Yarmulkes have no standard size or color, although most wearers seem to prefer small, unobtrusive ones for comfort. Since there is no strict style, you can make your yarmulke any pattern or color you wish.
Design your yarmulke. According to websites that design and sell their own yarmulkes, you can make yours out of pretty much any material you choose including leather, satin or cotton. You can also add some fun to a yarmulke for the younger wearer by incorporating a sports design like a soccer ball or baseball.
Choose your fabric. You won't need much fabric for a yarmulke, so if you don't have the right piece of fabric scrap at home the remnant bin at the fabric store will likely have what you want. You will want to consider aesthetics, fabric weight and washability when choosing your fabric.
Make a pattern. Determine how big you want your finished yarmulke to be and draw a circle on a sheet of newspaper exactly that size. Draw another larger circle 1/2 inch around your first one to add seam allowance. This is your basic pattern.
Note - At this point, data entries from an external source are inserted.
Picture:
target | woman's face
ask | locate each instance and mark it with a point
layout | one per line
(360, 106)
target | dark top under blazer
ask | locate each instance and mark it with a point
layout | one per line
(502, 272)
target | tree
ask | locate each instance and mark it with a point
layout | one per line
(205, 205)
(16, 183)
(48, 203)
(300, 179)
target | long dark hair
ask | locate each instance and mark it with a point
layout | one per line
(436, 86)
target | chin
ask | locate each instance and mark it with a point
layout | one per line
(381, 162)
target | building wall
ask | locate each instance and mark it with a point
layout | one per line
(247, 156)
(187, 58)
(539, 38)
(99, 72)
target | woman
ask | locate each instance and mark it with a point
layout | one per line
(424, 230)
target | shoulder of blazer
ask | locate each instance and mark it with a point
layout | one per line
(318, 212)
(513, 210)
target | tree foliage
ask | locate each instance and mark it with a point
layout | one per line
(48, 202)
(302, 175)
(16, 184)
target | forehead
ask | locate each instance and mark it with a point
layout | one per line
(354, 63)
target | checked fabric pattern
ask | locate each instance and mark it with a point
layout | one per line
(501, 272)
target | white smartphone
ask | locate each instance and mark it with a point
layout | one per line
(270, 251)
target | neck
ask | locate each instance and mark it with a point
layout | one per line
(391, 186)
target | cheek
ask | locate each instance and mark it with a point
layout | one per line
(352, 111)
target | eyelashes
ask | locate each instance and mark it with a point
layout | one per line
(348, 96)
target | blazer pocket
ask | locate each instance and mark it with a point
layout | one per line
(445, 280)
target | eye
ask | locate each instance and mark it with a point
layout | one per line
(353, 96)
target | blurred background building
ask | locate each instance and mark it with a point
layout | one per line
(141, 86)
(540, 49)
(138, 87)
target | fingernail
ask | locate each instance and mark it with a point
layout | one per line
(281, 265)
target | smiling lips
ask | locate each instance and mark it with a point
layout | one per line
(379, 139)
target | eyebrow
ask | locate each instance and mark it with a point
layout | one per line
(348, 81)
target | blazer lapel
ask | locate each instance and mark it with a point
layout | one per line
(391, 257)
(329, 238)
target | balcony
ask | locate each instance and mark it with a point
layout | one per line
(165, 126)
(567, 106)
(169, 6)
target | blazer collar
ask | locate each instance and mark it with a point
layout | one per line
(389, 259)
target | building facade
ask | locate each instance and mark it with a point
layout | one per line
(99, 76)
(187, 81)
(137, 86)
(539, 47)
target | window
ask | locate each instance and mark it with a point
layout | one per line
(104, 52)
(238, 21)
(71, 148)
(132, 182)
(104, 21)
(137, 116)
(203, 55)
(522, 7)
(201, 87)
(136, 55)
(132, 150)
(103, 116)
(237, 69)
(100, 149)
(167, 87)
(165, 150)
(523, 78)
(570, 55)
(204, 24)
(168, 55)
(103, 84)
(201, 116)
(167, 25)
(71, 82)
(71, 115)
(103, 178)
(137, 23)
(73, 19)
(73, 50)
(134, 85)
Cut out your fabric. Pin the pattern to the fabric and cut around the perimeter of the circle. To make a slightly peaked yarmulke, cut into the circle directly from the edge to the middle (one radius).
Sew your yarmulke. Stitch up the radius on the wrong side of the fabric, using approximately 1/4 inch seam allowance and press the seam open. Fold over 1/4 inch around the perimeter of your circle, and press with the iron. Fold over another 1/4 inch and stitch.
Design a more complex pattern. Take your original circle pattern and divide it into quarters. Trace one of the circle quarters onto another piece of paper and add 1/2 inch to the two straight and one curved sides of the quarter. Cut four pieces using this fabric and stitch the straight sides together to re-create the circle. Hem the perimeter as above.